Smartphone demand boosts EE and Carphone Jul 24th 2013, 08:06
By Kate Holton | Reuters –
By Kate Holton
LONDON (Reuters) - Demand for high-end smartphones on long-running contracts helped Britain's largest mobile operator EE and phone retailer Carphone Warehouse to post better than expected results on Wednesday.
EE, owned by Orange and Deutsche Telekom, said it had grown first-half earnings by 9 percent and posted its highest ever margins as demand for mobile contracts, including those running on its superfast fourth generation network, jumped ahead.
The group added 216,000 new contract customers in the second quarter. It said it had 687,000 customers on the 4G network and was on track to exceed its target of one million by the end of the year.
The leap in core earnings, helped by more customers taking longer contract services as opposed to prepaid offerings, came despite a 4.4 percent fall in second-quarter service revenue, which records the provision of ongoing services and strips out one-off costs such as handsets.
The fall in service revenue was broadly in line with that reported last week by Vodafone, the country's third largest mobile operator behind EE and Telefonica's O2.
Analysts at Espirito Santo said the results showed the cost savings promised at the formation of the EE joint venture in 2010 were coming through.
Chief Executive Olaf Swantee said the group aimed to increase its margins to 25 percent by 2014, from the current 22.9 percent.
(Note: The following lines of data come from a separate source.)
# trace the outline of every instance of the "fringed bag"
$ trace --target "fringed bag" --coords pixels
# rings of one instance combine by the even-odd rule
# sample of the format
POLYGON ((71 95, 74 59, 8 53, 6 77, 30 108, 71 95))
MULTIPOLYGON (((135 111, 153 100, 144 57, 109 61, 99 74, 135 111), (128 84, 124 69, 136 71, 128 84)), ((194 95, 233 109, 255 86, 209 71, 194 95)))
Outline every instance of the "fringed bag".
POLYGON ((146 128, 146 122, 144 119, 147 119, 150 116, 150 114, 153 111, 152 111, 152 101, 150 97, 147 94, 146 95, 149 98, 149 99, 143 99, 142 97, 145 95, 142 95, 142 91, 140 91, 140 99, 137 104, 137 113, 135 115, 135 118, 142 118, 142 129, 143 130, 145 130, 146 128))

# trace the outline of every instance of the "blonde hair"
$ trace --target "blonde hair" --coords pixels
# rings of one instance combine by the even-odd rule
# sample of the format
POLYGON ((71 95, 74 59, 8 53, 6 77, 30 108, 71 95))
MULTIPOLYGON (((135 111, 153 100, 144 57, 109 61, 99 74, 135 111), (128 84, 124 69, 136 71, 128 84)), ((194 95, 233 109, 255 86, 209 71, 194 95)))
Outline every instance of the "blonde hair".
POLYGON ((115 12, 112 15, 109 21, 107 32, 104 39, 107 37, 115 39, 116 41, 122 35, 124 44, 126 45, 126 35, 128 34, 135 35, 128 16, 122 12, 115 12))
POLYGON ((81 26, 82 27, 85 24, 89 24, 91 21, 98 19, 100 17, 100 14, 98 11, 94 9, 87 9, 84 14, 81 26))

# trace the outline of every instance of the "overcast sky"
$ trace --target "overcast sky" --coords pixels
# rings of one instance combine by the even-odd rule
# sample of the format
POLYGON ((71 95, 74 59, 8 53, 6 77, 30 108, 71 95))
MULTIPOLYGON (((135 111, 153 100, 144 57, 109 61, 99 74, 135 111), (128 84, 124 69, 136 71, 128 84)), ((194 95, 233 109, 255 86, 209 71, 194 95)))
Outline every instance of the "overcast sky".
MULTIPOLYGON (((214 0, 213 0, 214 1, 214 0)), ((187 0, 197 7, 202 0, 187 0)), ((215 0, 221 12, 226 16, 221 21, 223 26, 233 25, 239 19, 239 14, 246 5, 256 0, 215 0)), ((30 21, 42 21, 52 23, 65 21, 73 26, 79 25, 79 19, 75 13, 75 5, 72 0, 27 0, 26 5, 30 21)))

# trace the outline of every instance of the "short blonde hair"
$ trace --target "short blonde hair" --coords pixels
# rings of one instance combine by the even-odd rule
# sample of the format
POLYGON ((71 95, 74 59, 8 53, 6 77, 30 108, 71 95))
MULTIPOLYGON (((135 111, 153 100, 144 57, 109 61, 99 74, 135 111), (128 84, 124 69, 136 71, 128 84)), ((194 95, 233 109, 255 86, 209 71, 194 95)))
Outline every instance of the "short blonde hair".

This would come via a combination of customers paying more for faster services, and cost savings.
The demand for longer-term contracts in Britain also helped Carphone Warehouse in its first quarter, with like-for-like sales up 10.6 percent compared with a consensus forecast of 8 percent.
Chief Executive Roger Taylor told Reuters the firm had seen an increasing number of customers opt for longer contracts as that enabled them to buy phones such as Apple's iPhone and smartphones from Samsung.
On a busy day for the British telecom sector, fixed-line operator TalkTalk said it had posted its second successive quarter of year-on-year revenue growth, with 8,000 new customers joining in the first quarter.